Toen ik er begon was er al best veel ontwikkeld op het gebied van onderwijskwaliteitszorg, maar er kon nog wel wat bij. We wilden meer grip krijgen op onderwijskwaliteit en dus bouwde ik in die zes jaar verder aan het kwaliteitszorgsysteem. Het werd een mooi geheel waarin we op allerlei abstractieniveaus data verzamelden over hoe studenten het onderwijs ervaarden. De data verwerkte ik tot mooie rapporten, die ik besprak met het opleidingsmanagement.

Niks aan de hand, zou je denken.

Evalueren on steriods

Maar als ik eerlijk ben, met de nodige afstand tot die tijd, moet ik concluderen dat het op het eind wel begon te lijken op evalueren on steriods. Aan de vragenlijsten lag het niet, die waren vrij kort. Maar de frequentie van evalueren, die lag wel erg hoog. Zo herinner ik me een enquête voor de eerstejaars studenten die ik elke twee jaar uitstuurde, net als de alumni-enquête voor de masterstudenten. En zo waren er nóg twee van die vakoverstijgende enquêtes die er om het jaar uit gingen.
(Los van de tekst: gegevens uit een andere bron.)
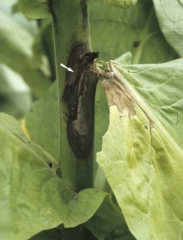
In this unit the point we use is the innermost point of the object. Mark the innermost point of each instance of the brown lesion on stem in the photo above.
(79, 95)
In die tijd dacht ik: er verandert veel, we moeten een goed beeld hebben. Dus ik stuur die enquête er weer uit. 

Hamsterwiel

Nu denk ik: een tandje minder had ook wel gekund. Hebben die opleidingsdirecteuren werkelijk elke keer mijn rapporten gelezen? Ik vermoed van niet. In een accreditatieperiode van zes jaar had elke drie jaar ook voldoende informatie kunnen geven.

Maar ik wist niet hoe te stoppen. Ik had een enorme drive om het goed te doen en volledig te zijn. En zo plaatste ik mezelf in een hamsterwiel waar ik niet uit kwam. Ergens vaag herinner ik me wel dat mijn manager zei dat minder ook goed genoeg was… maar ik heb er destijds niet naar geluisterd.

Stoppen

Met de kennis van nu vraag ik me dan ook af: ik had het druk in die tijd, maar heb ik het niet ook een kléín beetje zelf veroorzaakt?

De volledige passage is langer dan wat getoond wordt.